Ads attack front-runner — Democrats target Dole

SALISBURY POST


 

This time, the campaign ads have started before the candidates have even filed for office. The Democratic Party is going after GOP favorite daughter Elizabeth Dole, and the Republican Party is responding in kind.

Brace yourself. This high-stakes race could break all previous campaign records —for spending as well as smear tactics.

Don’t look for subtleties in these ads. First, the Democrats accused Dole’s campaign of lying because it held at least one private fund-raiser —with an Enron connection, no less —shortly after the Sept. 11 terrorist attacks, during a period when Dole said her campaign was on hold.

The Republican Party responded instantly — and wisely —with a similar looking and sounding ad that accuses Democrats of launching a smear campaign. The ads have run virtually back-to-back in commercial breaks during local news programming.

The result with voters may be a wash, leaving their image of Dole none the worse. But a prolonged run of such advertising will deepen voters’ cynicism about politics.

It could succeed for the Democrats, if past campaigns are any indication. A Raleigh newspaper columnist has suggested that the Democrats are taking a page from retiring Sen. Jesse Helms’ old political playbook.
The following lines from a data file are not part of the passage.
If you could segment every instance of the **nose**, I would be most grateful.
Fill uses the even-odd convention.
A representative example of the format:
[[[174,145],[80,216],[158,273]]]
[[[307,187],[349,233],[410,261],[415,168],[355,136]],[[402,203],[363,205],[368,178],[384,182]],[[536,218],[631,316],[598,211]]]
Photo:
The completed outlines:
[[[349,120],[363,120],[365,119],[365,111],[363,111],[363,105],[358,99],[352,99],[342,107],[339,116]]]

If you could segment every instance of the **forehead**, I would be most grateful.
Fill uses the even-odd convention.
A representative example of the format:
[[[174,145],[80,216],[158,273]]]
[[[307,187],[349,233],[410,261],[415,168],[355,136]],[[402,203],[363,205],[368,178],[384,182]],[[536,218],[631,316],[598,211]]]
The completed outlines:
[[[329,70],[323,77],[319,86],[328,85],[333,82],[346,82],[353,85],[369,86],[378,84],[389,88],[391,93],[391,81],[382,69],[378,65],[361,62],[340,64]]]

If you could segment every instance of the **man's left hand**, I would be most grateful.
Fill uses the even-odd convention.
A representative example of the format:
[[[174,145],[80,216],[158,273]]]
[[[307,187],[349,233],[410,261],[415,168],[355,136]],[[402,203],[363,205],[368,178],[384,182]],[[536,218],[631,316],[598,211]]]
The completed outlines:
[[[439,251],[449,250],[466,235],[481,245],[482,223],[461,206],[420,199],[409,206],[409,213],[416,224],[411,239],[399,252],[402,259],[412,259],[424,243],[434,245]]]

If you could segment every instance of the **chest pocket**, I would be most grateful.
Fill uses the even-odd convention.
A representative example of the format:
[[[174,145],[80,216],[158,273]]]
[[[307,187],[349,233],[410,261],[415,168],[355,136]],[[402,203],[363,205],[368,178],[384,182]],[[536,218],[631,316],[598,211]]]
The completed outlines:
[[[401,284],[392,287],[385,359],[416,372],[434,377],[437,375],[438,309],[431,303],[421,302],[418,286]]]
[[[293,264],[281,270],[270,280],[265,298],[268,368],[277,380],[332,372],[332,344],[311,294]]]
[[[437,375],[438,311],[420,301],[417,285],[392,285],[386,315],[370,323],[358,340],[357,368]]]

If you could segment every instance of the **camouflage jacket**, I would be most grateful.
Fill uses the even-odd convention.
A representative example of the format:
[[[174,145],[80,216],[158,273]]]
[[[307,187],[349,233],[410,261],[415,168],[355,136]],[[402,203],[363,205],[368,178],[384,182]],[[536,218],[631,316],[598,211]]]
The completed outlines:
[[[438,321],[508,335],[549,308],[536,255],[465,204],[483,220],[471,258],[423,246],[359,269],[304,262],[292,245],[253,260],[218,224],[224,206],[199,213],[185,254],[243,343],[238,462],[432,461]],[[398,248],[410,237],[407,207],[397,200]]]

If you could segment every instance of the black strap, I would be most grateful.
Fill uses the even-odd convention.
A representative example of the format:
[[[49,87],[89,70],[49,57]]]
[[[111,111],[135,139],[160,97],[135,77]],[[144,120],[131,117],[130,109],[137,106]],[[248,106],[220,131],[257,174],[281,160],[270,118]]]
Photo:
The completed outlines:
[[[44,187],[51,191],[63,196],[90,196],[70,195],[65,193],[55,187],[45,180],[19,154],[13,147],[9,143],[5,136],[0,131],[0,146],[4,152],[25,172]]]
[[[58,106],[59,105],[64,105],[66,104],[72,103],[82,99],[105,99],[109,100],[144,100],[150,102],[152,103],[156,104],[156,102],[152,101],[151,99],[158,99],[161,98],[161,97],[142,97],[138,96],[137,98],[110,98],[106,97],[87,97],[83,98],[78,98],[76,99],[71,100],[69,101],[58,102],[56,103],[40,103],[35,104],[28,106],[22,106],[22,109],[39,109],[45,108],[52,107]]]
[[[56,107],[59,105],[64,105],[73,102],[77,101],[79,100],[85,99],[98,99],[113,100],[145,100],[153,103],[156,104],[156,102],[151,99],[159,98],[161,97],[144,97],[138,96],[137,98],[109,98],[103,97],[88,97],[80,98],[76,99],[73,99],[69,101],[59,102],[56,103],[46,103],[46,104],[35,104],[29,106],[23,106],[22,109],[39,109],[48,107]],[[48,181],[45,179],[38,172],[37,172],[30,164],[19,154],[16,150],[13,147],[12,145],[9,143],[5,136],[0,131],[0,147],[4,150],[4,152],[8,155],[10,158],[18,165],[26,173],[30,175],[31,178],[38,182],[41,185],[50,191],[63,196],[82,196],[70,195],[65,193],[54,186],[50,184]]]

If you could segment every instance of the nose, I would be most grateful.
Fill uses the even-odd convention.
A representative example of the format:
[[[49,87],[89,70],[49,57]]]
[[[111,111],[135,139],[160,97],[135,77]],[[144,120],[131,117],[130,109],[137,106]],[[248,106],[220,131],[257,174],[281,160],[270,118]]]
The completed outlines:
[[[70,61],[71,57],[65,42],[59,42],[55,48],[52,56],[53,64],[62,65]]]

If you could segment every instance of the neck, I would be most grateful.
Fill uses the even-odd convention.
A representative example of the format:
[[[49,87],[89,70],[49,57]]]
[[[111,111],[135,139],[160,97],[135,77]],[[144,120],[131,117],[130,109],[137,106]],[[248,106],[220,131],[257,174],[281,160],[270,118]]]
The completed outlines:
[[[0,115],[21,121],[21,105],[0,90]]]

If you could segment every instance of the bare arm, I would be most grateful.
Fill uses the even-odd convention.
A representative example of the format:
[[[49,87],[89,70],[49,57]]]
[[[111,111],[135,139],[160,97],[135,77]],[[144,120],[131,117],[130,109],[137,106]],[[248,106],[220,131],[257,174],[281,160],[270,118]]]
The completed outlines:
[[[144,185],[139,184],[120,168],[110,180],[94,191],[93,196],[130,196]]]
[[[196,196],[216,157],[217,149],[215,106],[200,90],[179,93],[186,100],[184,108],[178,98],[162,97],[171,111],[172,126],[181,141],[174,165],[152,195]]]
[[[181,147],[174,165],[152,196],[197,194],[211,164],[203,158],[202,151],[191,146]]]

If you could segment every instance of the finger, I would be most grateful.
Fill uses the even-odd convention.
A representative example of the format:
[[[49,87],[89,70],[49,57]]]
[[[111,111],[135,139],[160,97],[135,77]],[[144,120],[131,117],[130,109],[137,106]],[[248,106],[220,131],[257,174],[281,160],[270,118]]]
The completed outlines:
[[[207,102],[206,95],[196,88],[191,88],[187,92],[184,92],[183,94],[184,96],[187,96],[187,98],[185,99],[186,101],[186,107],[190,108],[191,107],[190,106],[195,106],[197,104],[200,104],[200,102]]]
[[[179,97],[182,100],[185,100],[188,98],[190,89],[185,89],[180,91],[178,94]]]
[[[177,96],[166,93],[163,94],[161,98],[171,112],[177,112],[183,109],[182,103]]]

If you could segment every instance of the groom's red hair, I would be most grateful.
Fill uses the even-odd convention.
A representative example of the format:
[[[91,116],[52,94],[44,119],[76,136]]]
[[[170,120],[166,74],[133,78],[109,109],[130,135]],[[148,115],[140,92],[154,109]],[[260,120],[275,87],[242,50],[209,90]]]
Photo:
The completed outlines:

When Helms faced the seemingly invincible Gov. Jim Hunt in the 1984 Senate race, the Helms campaign changed Hunt’s image in voters’ minds with 18 months of negative TV ads. The closing line on many of those messages — “Where do you stand, Jim?” — still rings in memory. Hunt lost to Helms.

The Democrats’ big closer in the anti-Dole commercial says, “Tell Elizabeth Dole we expect the truth.”The commercial quotes a Winston-Salem Journal article that says the Dole campaign lied about the fund-raiser.

The Dole campaign says all public campaign appearances were called off during the time in question. The Houston fund-raiser was a small, private luncheon — with Enron CEO Ken Lay as host — arranged while Dole was in town to address a Christian women’s group. Dole has returned the $5,000 that Lay’s family gave her. Her campaign staff says the remaining $15,000 raised at the event was from individuals with no connection to Enron.

Dole would look less like she’s splitting hairs if she returned all the proceeds from the Lay-sponsored event. Her reluctance to do so —considering how well she’s doing with fund-raising —is puzzling. Perhaps she’s afraid it looks like too much of an admission.

At any rate, Dole now is enjoying being on the George Bush steamroller instead of under it, as she was in her 1999 presidential bid. This time she’s the one soaking up campaign contributions and enjoying front-runner status. The downside is that she becomes everyone else’s target — a small price to pay.

Other Republicans who want to challenge Dole for the GOP nomination are frustrated that she gets all the media attention and Bush’s blessing, too. But they haven’t complained so far about the Democrats taking aim at her with the attack ad. For once, they’re glad for the spotlight to rest on Dole. It’s not the first time, and it won’t be the last.